Artemisinin and Cyclosporin A were examined for their ability to inhibit the calmodulin-mediated activation of phosphodiesterase, which is based on the hydrolysis of cAMP to AMP by phosphodiesterase in the presence or absence of inhibitors, followed by quantitative analysis using spectrophotometer method. Anti-calmodulin activity of these agents was investigated by spectrofluorometry. Our results indicates that Artemisinin and Cyclosporin A induced some conformational changes on calmodulin and increased the fluorescence emission, but Artemisinin increased fluorescence emission of calmodulin in higher amounts compared with the Cyclosporin A. Kinetic analysis of the Artemisinin-calmodulin and Cyclosporine A-calmodulin interaction showed that these agents competitively inhibited the activation of phosphodiesterase without affecting Vmax.
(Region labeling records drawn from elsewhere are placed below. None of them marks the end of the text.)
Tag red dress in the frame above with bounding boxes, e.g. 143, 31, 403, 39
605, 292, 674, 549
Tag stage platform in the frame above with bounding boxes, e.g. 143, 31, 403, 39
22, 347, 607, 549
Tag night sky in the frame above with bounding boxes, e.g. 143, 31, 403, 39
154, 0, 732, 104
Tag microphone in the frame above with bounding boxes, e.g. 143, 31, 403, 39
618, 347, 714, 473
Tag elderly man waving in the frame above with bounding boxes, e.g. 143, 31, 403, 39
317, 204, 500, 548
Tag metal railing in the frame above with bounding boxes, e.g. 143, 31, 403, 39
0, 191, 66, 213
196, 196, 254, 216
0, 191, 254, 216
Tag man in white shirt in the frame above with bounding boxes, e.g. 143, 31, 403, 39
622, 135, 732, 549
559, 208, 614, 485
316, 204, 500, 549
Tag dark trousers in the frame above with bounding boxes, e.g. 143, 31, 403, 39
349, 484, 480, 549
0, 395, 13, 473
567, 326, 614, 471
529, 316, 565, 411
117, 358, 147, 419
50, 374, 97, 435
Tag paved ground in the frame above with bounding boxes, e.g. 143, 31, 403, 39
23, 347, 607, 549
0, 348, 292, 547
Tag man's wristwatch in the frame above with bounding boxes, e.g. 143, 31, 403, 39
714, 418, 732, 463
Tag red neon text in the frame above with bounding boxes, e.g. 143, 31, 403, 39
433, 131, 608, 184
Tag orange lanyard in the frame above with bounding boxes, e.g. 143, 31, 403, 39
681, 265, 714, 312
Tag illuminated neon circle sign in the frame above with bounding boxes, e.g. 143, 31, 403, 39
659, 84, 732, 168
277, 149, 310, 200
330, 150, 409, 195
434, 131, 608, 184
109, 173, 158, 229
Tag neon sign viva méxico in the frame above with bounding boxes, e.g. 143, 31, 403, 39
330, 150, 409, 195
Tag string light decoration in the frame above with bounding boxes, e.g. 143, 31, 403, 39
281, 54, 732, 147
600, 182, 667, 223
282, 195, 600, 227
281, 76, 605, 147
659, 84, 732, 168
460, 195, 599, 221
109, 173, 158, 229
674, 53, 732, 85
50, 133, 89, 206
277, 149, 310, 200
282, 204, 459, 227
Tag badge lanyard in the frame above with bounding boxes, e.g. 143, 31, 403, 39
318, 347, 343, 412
Artemisinin increased Km value in higher amounts compared with the Cyclosporin A. Ki values of Artemisinin and Cyclosporin A were determined as 10 microM and 35 microM, respectively. The DeltaG (H2O), the best parameter for the estimation of macromolecule stability, was determined for calmodulin in the absence and presence of Artemisinin and Cyclosporin A. However, the degree of decrease in DeltaG (H2O) value was as follows: Artemisinin>Cyclosporin A, which means Artemisinin induced more instability in the calmodulin structure.In conclusion, our findings showed a good correlation between the ability of both Artemisinin and Cyclosporin A to block the activation of phosphodiesterase and their ability to bind to the activator and that Artemisinin is a more potent inhibitor of phosphodiesterase compared with Cyclosporin A.